Start a CouchDB container on the default bridge network, mounting couchdbVolume
, and publishing its port:
docker run --mount source=couchdbVolume,target=/opt/couchdb/data -p 5984:5984 -d --name couchdb couchdb
In your EmojiJournalServer terminal window, run EmojiJournalServer on your host system:
.build/debug/EmojiJournalServer
EmojiJournalServer, running on your host system, finds and loads the journal entries database in couchdbVolume
, so when you load localhost:8080/client, you see the emoji from the EmojiJournalServer container:
In your EmojiJournalServer terminal window, press Control-C to stop this EmojiJournalServer. Close the browser window.
Stop and remove the CouchDB container, then enter this command to remove all unused volumes:
docker volume prune
Providing Local Files to a Docker Container
The command that runs EmojiJournalServer in a container has a -v $PWD:/root/project
option that mounts the EmojiJournalServer directory as /root/project
in the container. This section demonstrates that changes to the host files affect the container’s files, and vice versa.
In your EmojiJournalServer terminal window, start an EmojiJournalServer container in the background:
docker run --name emojijournal -itd -p 8090:8080 -v $PWD:/root/project -w /root/project emojijournal-run sh -c .build-ubuntu/release/EmojiJournalServer
Then enter this command:
docker exec -it emojijournal bash
This command creates an interactive terminal session running the bash
Unix shell.
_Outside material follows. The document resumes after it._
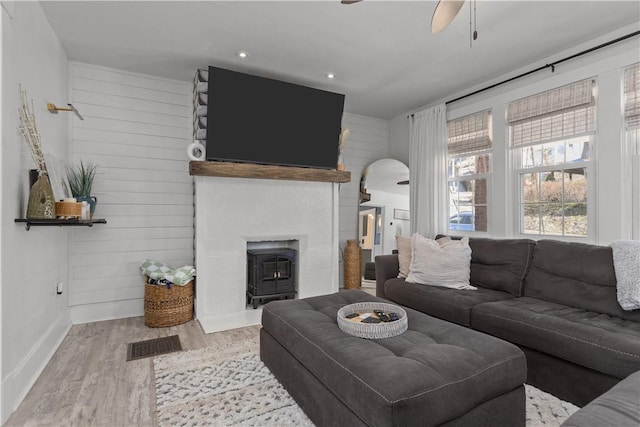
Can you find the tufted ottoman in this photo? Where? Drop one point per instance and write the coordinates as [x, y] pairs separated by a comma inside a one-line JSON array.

You get a command line prompt that ends with ~/project#
. At this prompt, enter this command to take a look at the container’s project
directory:
ls -l
The output lists the same files as the EmojiJournalServer folder in Finder:
Use your favorite text editor to create a new file in this folder — for example, kilroy.txt containing the text “I was here.” At the ~/project#
prompt, enter ls -l
again, to see your new file in the container. Enter this command at the ~/project#
prompt:
rm kilroy.txt
In Finder, the file disappears. That’s how easy it is to connect a local directory to a container — changes in one place affect the other!